The Election Commission of Nova Scotia examined Internet voting in 2013. Their report is available within Elections Nova Scotia: Annual Report of the Chief Electoral Officer April 1, 2012 – March 31, 2013 (PDF) – specifically pp. 14-16 Appendix I: Internet and Telephone Voting in Nova Scotia.

They find:

After considering the literature available, including a careful review of Elections BC’s Discussion Paper on Internet Voting3, the Commission members developed a unanimous position that it is premature to entertain either Internet based or telephone voting options at this time.

3Elections BC – Discussion Paper: Internet Voting (PDF) – August 2011

The NS Commission identified the following questions:

  1. How secure are Internet and telephone-based voting transactions?
  2. Can service availability be guaranteed?
  3. How do you know it is me voting?

Experts warn that currently no transaction using the Internet can be guaranteed to be secure. Despite advances in security, there is still the chance a voter’s identity and voting choice could be exposed, or that someone could vote with someone else’s credentials.
The possibility of collecting family members’ PINs and then voting on their behalf increases significantly in the privacy of one’s own home. At their very best, lists of electors rarely surpass a 95 percent coverage and accuracy level. Under Internet or telephone voting arrangements, the chance of being caught voting on behalf of someone else is minimal.
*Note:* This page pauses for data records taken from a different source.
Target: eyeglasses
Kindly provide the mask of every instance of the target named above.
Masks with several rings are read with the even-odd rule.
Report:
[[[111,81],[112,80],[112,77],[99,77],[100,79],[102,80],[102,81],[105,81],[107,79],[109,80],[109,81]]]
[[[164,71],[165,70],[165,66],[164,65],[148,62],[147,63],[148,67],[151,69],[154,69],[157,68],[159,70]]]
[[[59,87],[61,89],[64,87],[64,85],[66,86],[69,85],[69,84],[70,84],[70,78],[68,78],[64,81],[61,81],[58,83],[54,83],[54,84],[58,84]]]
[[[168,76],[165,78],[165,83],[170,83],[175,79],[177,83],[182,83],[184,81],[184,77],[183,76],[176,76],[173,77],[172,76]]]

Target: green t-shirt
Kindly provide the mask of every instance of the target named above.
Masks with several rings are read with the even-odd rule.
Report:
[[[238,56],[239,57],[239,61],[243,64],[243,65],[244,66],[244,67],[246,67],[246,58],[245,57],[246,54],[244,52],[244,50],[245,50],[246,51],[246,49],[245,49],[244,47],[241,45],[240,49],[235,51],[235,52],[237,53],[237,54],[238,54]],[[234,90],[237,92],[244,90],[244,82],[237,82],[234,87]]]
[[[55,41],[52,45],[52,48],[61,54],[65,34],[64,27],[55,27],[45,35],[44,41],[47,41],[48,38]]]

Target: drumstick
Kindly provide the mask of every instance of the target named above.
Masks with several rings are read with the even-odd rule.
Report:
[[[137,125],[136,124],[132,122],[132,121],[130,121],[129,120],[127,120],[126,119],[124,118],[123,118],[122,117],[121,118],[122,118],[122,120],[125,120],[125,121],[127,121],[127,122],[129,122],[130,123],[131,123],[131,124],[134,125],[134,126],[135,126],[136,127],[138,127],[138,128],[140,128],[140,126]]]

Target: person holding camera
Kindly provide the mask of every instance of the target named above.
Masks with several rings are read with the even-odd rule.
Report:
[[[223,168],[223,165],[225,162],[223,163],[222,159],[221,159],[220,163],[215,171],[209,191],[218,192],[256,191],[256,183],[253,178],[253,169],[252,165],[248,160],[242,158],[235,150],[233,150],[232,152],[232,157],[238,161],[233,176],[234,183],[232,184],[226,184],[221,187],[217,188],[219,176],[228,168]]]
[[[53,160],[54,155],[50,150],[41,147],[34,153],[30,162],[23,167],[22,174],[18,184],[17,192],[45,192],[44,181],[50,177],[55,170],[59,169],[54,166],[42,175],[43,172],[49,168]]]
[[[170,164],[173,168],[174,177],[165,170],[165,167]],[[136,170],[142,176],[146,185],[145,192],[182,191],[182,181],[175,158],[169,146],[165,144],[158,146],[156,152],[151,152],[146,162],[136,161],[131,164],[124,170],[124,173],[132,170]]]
    1. Is there an audit trail I can follow?

In the existing traditional paper based voting system, …. A record exists of how many people voted and identity information (but not how they voted) exists about each person who cast a ballot at an assigned ballot box. That is the “before state.” Ballots can then be physically verified and recounted by a provincial court judge. The number of ballots counted must correspond exactly to the recorded number of people who voted at that polling station.
Perhaps the largest leap of faith with Internet and telephone voting is the fact that there is no “before state” examinable. While an auditor can easily demonstrate that the number of votes cast equals the number of votes counted, there remains considerable debate whether there is a satisfactory and transparent way to compare how many of those votes were actually cast by electors verified as registered and not having voted before, and whether each vote was accurately recorded by the software used.

  1. Can I watch the count?

The traditional method of voting achieves transparency by having the acts of voting and counting take place in controlled physical locations, where observers representing all interested parties can witness the process and ensure that all required procedures are properly followed.
Technology encases the voting and counting process in a “black box,” which reduces transparency and, potentially, public confidence. …
In addition to the known insecurities, a provincial general election conducted on an Internet platform for web or telephone voting could elicit new levels of unknown threats from hackers seeking to gain a high profile from a successful attack. Consider also that the most serious attacks would likely come from persons or groups motivated to change the outcome without anyone noticing.
With that in mind, the adversaries of an election system would not likely be amateurs n basements but interested groups and individuals with a significant stake in the outcome of an election.

And finally to quote from their Conclusion

Until credible answers to [the questions above] are available, and until functioning, transparent Internet and telephone voting systems have been demonstrated and proven, extreme caution and prudence is required.